Inondations au Népal et au Tibet: la crue causée par une instabilité géologique accrue par le changement climatique

L'effondrement le 26 août d'un pan de glace et de roches du mont Langtang Lirung a formé une énorme coulée d'eau, de glace et de débris qui s'est engouffrée dans les vallées, emportant tout sur son passage.

L'étude de la World Weather Attribution explique que la catastrophe n'est pas le fruit d'un épisode météo extrême mais d'une "combinaison d'éléments" façonnés notamment par la hausse des températures, la fonte des glaciers et l'instabilité géologique.

La région a subi des "changements fondamentaux et irréversibles", a souligné un de ses auteurs, l'hydrologue Walter Immerzeel, de l'université d'Utrecht (Pays-Bas), ajoutant que le recul des glaciers et du pergélisol - la couche du sol qui reste gelée - avait compromis la stabilité de la montagne.

"Nous concluons que cette pente était géologiquement vulnérable, peut-être en partie à cause du séisme de 2015, et que cette fragilité a été amplifiée par la retraite du glacier et du pergélisol", a-t-il souligné.

L'étude a confirmé que juillet et août 2026 avaient été les plus chauds jamais enregistrés dans la région et que les fortes chutes de neige de la fin 2025 y avaient augmenté le volume d'eau fondue.

Le Népal a été frappé en 2015 par un séisme de magnitude 7,8.

"Il ne fait aucun doute que le changement climatique est l'un des moteurs" du désastre, a estimé Friederike Otto, climatologue à l'Imperial College de Londres.

"La catastrophe du Bhote Koshi est un avertissement brutal des risques croissants que le réchauffement rapide de l'Himalaya fait courir aux populations", a insisté un autre auteur de l'étude, Manjeet Dhakal, de Climate Analytics South Asia.

Au Népal, la crue a fait plus de 1.400 morts et 6.150 autres personnes sont toujours portées disparues. En Chine, le bilan est de 43 morts et 519 disparus, selon les médias d'Etat.

Le gouvernement népalais a évalué à 4,78 milliards de dollars le coût de la reconstruction.

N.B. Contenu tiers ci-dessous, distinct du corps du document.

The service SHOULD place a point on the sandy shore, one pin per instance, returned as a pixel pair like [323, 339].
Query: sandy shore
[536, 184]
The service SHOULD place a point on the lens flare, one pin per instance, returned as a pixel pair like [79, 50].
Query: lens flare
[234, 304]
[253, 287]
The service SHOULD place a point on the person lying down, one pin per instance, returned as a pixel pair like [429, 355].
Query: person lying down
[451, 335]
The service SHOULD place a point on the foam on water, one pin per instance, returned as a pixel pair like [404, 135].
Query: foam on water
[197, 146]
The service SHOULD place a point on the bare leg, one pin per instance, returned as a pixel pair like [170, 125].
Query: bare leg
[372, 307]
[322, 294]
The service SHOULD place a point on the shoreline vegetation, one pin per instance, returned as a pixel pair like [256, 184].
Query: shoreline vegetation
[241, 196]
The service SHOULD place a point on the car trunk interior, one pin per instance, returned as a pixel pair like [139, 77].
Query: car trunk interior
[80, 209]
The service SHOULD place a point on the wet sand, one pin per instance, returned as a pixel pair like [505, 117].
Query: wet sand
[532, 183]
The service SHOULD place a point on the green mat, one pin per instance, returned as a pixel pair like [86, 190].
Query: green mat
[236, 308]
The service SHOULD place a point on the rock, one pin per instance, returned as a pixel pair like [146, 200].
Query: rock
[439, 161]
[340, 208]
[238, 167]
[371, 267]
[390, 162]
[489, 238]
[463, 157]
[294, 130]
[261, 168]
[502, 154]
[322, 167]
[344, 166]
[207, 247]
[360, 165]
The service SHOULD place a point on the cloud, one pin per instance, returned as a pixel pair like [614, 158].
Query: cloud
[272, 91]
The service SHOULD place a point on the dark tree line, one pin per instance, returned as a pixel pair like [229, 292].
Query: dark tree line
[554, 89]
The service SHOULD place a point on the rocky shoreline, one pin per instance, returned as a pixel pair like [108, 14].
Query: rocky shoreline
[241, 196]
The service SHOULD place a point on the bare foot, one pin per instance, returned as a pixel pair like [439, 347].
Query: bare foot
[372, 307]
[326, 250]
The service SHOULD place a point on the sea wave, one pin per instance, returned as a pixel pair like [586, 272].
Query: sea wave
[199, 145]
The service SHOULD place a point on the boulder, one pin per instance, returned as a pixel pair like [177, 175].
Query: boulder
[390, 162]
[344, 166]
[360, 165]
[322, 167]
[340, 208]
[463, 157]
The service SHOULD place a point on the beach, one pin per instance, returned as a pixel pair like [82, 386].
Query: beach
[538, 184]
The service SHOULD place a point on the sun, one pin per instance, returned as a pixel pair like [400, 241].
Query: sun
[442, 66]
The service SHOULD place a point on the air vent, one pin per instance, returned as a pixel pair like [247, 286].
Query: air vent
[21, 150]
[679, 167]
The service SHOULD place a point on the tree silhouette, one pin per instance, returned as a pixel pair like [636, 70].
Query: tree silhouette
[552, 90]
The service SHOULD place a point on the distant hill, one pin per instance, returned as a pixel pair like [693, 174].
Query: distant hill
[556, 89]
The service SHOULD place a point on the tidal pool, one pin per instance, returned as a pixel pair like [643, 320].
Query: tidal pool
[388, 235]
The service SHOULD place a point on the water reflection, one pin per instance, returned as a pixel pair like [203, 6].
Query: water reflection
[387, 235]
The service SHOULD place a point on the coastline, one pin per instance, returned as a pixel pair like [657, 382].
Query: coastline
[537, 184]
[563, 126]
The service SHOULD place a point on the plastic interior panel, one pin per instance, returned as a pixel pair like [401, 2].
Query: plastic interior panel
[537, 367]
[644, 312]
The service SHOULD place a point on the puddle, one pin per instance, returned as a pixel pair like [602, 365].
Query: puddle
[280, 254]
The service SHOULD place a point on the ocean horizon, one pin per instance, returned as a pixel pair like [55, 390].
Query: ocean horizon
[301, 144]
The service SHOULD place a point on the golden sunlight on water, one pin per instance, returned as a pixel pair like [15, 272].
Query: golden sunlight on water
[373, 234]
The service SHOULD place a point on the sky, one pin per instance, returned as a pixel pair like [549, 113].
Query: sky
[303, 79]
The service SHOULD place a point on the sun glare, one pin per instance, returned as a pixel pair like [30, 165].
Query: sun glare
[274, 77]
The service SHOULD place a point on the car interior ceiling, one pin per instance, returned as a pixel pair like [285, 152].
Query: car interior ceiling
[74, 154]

En matière de prévention, M. Immerzeel a suggéré d'établir "une sorte de cartographie régionale destinée à identifier les corridors qui disposent d'une forte puissance hydraulique et abritent un grand nombre d'infrastructures, de villes et de villages".

"On pourrait ainsi identifier un certaine nombre de zones à hauts risques" susceptibles d'être surveillées, a poursuivi le scientifique.